Il cantore della fantascienza condivideva quindi molte delle visioni dei predecessori e dei suoi contemporanei letterati, almeno quando si trattava di immaginare organizzazioni erette a governare i futuri cittadini. Nella canzone Cygnet Committe del 1969 ad esempio, Bowie vagheggiava di una società emersa dopo che le persone avevano tagliato

the Catholic throat
Stoned the poor
on slogans such as
‘Wish You Could Hear’
‘Love Is All We Need’
‘Kick Out The Jams’
‘Kick Out Your Mother’
‘Cut Up Your Friend’
‘Screw Up Your Brother or He’ll Get You In the End’

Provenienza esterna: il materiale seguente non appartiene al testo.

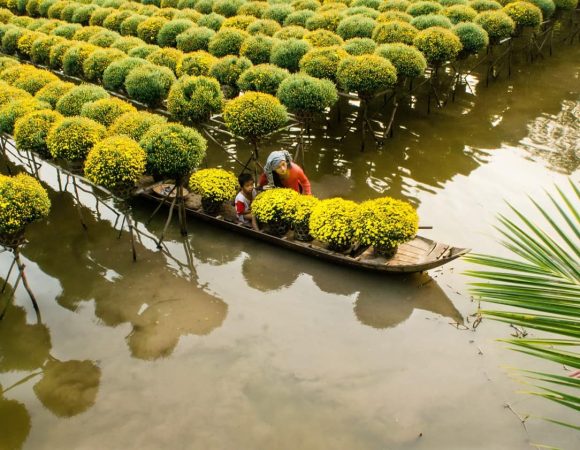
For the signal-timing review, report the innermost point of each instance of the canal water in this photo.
(220, 342)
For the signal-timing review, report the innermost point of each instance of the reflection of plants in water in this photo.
(543, 282)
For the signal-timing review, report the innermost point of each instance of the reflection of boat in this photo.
(416, 255)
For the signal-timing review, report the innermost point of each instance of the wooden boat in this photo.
(416, 255)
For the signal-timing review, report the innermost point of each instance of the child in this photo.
(243, 201)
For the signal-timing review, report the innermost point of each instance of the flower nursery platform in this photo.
(417, 255)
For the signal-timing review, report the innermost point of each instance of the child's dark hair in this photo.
(244, 178)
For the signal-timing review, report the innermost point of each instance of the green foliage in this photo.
(135, 124)
(149, 84)
(524, 14)
(173, 151)
(216, 185)
(107, 110)
(195, 63)
(356, 26)
(72, 138)
(195, 38)
(438, 44)
(229, 68)
(331, 222)
(254, 115)
(395, 31)
(422, 8)
(287, 54)
(385, 223)
(366, 75)
(497, 24)
(194, 98)
(167, 36)
(323, 38)
(98, 61)
(472, 36)
(31, 130)
(115, 163)
(275, 205)
(408, 61)
(323, 62)
(52, 92)
(227, 42)
(71, 103)
(262, 78)
(10, 112)
(23, 200)
(306, 95)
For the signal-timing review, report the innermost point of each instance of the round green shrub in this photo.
(31, 130)
(74, 57)
(194, 98)
(438, 44)
(167, 36)
(257, 49)
(72, 138)
(485, 5)
(298, 18)
(116, 163)
(323, 38)
(287, 54)
(331, 222)
(356, 26)
(422, 8)
(142, 51)
(360, 46)
(408, 61)
(306, 95)
(262, 78)
(254, 115)
(524, 14)
(52, 92)
(71, 103)
(431, 20)
(395, 31)
(323, 62)
(98, 61)
(135, 124)
(107, 110)
(173, 151)
(212, 21)
(460, 13)
(195, 63)
(148, 29)
(149, 84)
(497, 24)
(195, 38)
(366, 75)
(385, 223)
(168, 57)
(24, 201)
(227, 42)
(472, 36)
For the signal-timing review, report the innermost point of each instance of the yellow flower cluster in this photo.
(216, 185)
(385, 222)
(275, 205)
(22, 201)
(115, 163)
(331, 222)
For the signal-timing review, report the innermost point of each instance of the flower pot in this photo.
(302, 232)
(210, 206)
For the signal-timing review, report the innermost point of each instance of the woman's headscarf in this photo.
(273, 161)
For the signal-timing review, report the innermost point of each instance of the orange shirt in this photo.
(296, 180)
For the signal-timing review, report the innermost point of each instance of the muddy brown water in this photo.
(230, 343)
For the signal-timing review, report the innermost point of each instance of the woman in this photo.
(280, 171)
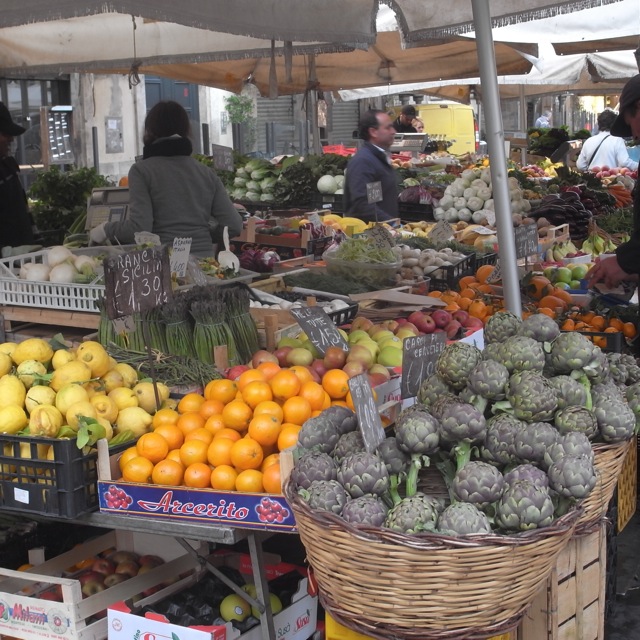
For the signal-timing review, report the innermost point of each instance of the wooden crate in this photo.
(572, 603)
(628, 487)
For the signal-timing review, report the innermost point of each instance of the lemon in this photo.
(12, 392)
(45, 420)
(39, 395)
(12, 419)
(94, 355)
(74, 371)
(123, 397)
(68, 395)
(32, 349)
(134, 419)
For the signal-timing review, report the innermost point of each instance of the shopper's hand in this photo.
(97, 235)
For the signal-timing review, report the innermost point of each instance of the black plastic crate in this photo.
(446, 278)
(65, 486)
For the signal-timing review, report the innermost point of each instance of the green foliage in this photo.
(58, 197)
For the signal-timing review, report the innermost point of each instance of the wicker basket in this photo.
(608, 461)
(391, 585)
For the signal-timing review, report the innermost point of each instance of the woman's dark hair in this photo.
(368, 120)
(606, 119)
(166, 118)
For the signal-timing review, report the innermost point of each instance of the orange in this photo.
(285, 384)
(190, 421)
(297, 410)
(249, 481)
(223, 478)
(256, 392)
(138, 469)
(251, 375)
(272, 458)
(210, 407)
(198, 475)
(229, 434)
(190, 402)
(288, 436)
(268, 369)
(164, 416)
(127, 454)
(237, 415)
(219, 452)
(222, 389)
(168, 472)
(246, 453)
(336, 383)
(152, 446)
(270, 408)
(214, 423)
(193, 451)
(200, 434)
(314, 393)
(264, 429)
(271, 480)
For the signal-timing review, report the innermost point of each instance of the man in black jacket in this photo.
(15, 219)
(370, 164)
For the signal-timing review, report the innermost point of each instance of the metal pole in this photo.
(495, 140)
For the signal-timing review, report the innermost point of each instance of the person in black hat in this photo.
(403, 123)
(626, 263)
(16, 225)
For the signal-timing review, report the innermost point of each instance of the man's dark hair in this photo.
(368, 120)
(606, 119)
(166, 118)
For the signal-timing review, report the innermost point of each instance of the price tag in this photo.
(381, 237)
(419, 358)
(374, 192)
(366, 412)
(222, 157)
(441, 232)
(137, 281)
(319, 327)
(179, 256)
(526, 237)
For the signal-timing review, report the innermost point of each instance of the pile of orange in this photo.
(230, 437)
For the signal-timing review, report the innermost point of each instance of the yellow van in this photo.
(455, 121)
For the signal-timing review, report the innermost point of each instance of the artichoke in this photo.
(524, 506)
(527, 472)
(478, 483)
(576, 419)
(616, 420)
(318, 434)
(347, 443)
(570, 392)
(571, 351)
(456, 362)
(367, 510)
(463, 518)
(412, 515)
(312, 466)
(363, 474)
(532, 440)
(500, 326)
(572, 476)
(540, 327)
(325, 495)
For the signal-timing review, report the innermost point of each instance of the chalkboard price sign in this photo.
(321, 330)
(222, 157)
(137, 281)
(526, 236)
(419, 358)
(366, 412)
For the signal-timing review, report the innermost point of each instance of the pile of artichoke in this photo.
(510, 429)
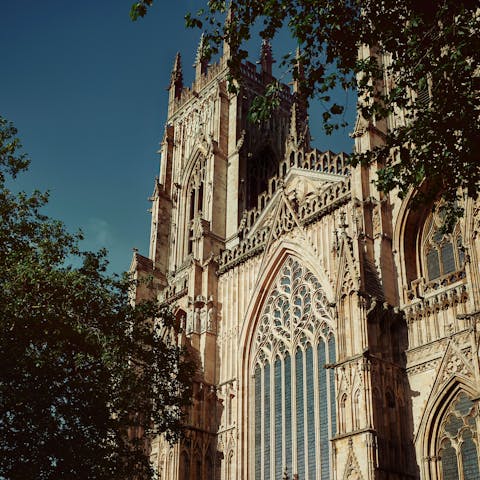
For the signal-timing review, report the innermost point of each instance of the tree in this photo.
(430, 75)
(83, 370)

We Are Hungry Men del 1967 racconta invece la storia di uno scienziato del futuro che risolve il problema della fame nel mondo. “Achtung, achtung, questi sono i vostri ordini”, impera alle masse riunitesi. “Chiunque venga giudicato colpevole di consumare più della quantità di aria assegnata sarà massacrato e cremato”. Esorta il governo a legalizzare l’aborto di massa e chiudere un occhio sull’infanticidio, nel tentativo di salvare la popolazione della Terra dalla scomparsa entro la fine dell’anno. Pensa che la folla affamata lo veda come un Messia, ma loro non sono interessati a quello che sta dicendo. “Siamo qui per mangiarti”, spiegano.

Nel già citato Hunky Dory compare il termine “Homo superior” nella canzone Oh! You Pretty Things, un termine peraltro spesso usato nei fumetti della Marvel dal mutante Magneto e collegabile direttamente all’idea dell’Übermensch nietzschiano.

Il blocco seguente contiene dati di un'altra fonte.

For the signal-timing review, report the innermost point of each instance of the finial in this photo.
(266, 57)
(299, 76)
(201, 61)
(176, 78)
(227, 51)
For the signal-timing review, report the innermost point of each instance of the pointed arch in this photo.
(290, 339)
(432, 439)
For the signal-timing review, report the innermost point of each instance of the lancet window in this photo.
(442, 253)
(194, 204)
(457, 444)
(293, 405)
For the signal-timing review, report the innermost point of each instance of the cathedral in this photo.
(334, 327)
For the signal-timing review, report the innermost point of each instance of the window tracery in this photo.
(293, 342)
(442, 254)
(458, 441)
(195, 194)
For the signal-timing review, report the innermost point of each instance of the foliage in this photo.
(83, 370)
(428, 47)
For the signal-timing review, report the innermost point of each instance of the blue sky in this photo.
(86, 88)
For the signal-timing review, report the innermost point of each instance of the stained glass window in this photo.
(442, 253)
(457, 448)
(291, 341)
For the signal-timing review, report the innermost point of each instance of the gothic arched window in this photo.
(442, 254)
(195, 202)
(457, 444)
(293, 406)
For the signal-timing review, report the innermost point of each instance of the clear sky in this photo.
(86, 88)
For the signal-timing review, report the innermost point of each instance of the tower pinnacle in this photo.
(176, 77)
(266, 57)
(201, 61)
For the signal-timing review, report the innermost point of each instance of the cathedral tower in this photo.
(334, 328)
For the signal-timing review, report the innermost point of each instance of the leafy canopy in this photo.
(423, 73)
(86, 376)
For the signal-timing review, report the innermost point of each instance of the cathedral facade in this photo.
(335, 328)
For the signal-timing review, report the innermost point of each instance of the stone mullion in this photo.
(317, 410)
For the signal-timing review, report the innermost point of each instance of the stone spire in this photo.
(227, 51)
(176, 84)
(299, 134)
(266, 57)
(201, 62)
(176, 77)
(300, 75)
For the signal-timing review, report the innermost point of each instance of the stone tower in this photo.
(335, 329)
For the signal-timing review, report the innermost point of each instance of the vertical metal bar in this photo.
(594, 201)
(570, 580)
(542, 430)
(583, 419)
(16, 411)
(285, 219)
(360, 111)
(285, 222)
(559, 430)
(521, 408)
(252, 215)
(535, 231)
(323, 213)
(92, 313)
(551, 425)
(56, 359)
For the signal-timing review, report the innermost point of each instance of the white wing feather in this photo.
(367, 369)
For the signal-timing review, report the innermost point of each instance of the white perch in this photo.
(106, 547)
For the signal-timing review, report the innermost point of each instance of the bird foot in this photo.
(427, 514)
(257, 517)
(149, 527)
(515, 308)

Ma Bowie non si ferma ai mali che toccheranno ai semplici mortali. Nemmeno lui sembrava essere troppo fiducioso nei confronti dell’auto-consapevolezza della Intelligenza Artificiale e lo manifestò cantando proprio della I.A. protagonista in Saviour Machine, dall’album del 1970 The Man Who Sold the World, sottolinenado che “odia le specie che gli ha dato la vita”.

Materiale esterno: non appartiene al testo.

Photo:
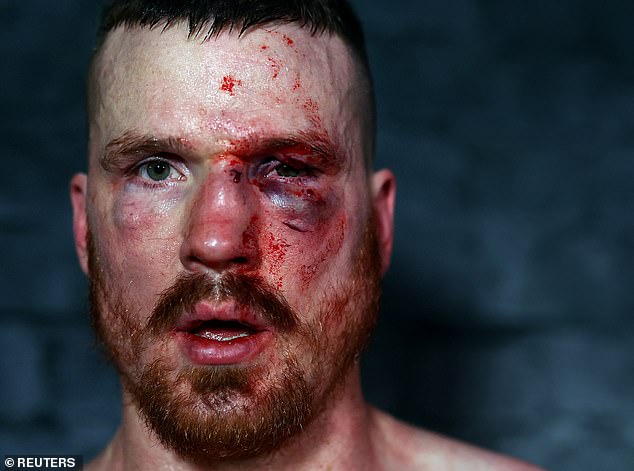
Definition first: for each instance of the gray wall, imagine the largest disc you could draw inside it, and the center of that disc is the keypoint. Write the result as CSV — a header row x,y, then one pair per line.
x,y
507,313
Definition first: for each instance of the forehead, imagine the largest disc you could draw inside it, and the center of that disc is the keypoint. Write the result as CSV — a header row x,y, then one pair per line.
x,y
270,80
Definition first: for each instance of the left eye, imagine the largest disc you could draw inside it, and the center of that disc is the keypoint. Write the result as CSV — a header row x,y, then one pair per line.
x,y
158,171
287,171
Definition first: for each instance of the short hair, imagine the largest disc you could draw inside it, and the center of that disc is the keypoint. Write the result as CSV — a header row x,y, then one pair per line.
x,y
208,18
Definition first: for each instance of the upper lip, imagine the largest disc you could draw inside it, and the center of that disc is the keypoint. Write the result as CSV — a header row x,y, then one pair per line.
x,y
229,312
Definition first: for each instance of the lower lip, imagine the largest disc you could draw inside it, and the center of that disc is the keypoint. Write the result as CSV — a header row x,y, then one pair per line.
x,y
203,351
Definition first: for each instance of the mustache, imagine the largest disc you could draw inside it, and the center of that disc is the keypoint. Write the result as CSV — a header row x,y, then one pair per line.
x,y
248,290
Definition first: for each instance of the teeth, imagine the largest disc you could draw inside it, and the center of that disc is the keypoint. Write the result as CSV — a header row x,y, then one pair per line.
x,y
220,337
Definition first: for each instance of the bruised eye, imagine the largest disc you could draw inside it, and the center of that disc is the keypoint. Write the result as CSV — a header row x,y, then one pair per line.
x,y
158,171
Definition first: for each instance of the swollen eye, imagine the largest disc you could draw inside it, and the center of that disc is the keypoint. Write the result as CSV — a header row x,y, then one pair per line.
x,y
158,170
284,170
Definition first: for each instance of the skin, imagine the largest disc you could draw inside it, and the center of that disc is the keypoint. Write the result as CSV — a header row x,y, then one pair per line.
x,y
217,102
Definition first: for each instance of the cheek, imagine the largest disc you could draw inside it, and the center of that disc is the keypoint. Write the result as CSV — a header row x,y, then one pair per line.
x,y
144,233
135,213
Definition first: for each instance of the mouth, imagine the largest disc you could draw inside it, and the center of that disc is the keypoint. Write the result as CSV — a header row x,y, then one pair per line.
x,y
228,335
222,331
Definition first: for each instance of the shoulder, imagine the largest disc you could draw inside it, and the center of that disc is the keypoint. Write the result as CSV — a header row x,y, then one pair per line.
x,y
409,448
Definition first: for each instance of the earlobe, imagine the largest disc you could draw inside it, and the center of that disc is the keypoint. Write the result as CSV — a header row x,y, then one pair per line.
x,y
383,197
78,195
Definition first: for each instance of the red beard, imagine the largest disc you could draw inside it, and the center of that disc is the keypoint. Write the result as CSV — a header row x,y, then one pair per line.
x,y
212,413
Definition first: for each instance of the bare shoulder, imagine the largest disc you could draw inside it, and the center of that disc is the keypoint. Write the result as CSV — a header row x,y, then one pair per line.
x,y
404,447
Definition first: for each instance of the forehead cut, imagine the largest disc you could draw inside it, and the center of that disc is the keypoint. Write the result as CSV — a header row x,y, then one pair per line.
x,y
161,77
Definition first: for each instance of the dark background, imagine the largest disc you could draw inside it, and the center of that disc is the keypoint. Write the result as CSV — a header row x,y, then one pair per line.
x,y
507,315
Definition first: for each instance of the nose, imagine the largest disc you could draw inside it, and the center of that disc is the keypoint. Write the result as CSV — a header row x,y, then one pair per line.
x,y
219,234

La canzone Life on Mars? d’altro canto uscì lo stesso anno del lancio delle sonde russe e dell’americana Mariner 9 verso il Pianeta rosso (il 1971). E se il chitarrista Mick Ronson, il batterista Woody Woodmansey e il bassista Trevor Bolder erano i componenti degli Spiders From Mars, Bowie non sembrava essere molto contento dei nostri vicini di Marte, tanto che nel singolo “Memory of a Free Festival” del 1970 aveva “parlato con gli alti Venusiani di passaggio”. Per lamentarsi forse delle scarse buone maniere …

Il pubblico d’Oltroceano invece non aveva molta familiarità con Bowie, così, quando approdò negli Stati Uniti per la prima volta, pensò che forse potesse essere Nato in un UFO (Born in a UFO). E se Lady Stardust avrebbe potuto accattivarsi gli ascoltatori con il suo volto truccato e una grazia animale, Ziggy Stardust era un vero Uomo delle Stelle, sicuro di far impazzire gli americani perché lui rappresentava il loro primo contatto con un extraterrestre simile.

La sua fama non potè che aumentare ulteriormente poi quando prese parte al cult di Nicolas Roeg del 1976 L’uomo che cadde sulla Terra (The Man Who Fell to Earth), basato sull’omonimo romanzo di Walter Tevis del 1963. Nel film l’attore / cantante interpretava il protagonista Thomas Jerome Newton, alieno in fuga che precipita sul nostro pianeta in cerca della salvezza per il suo popolo lontano. Guarda a caso, il personaggio del film progetta una navicella spaziale una cui stanza poi comparirà sulla copertina dell’album Station to Station del 1976.

Non è assurdo ritenere che David Bowie stia ancora creando, lassù da qualche parte. L’universo si sta espandendo e, poiché è infinito, può espandersi solo in sé stesso. D’altra parte, l’album di Bowie del 2013 The Next Day termina con il medesimo accompagnamento alla batteria di Five Years, canzone iniziale dell’album The Rise and Fall di Ziggy Stardust e gli Spiders from Mars del 1972.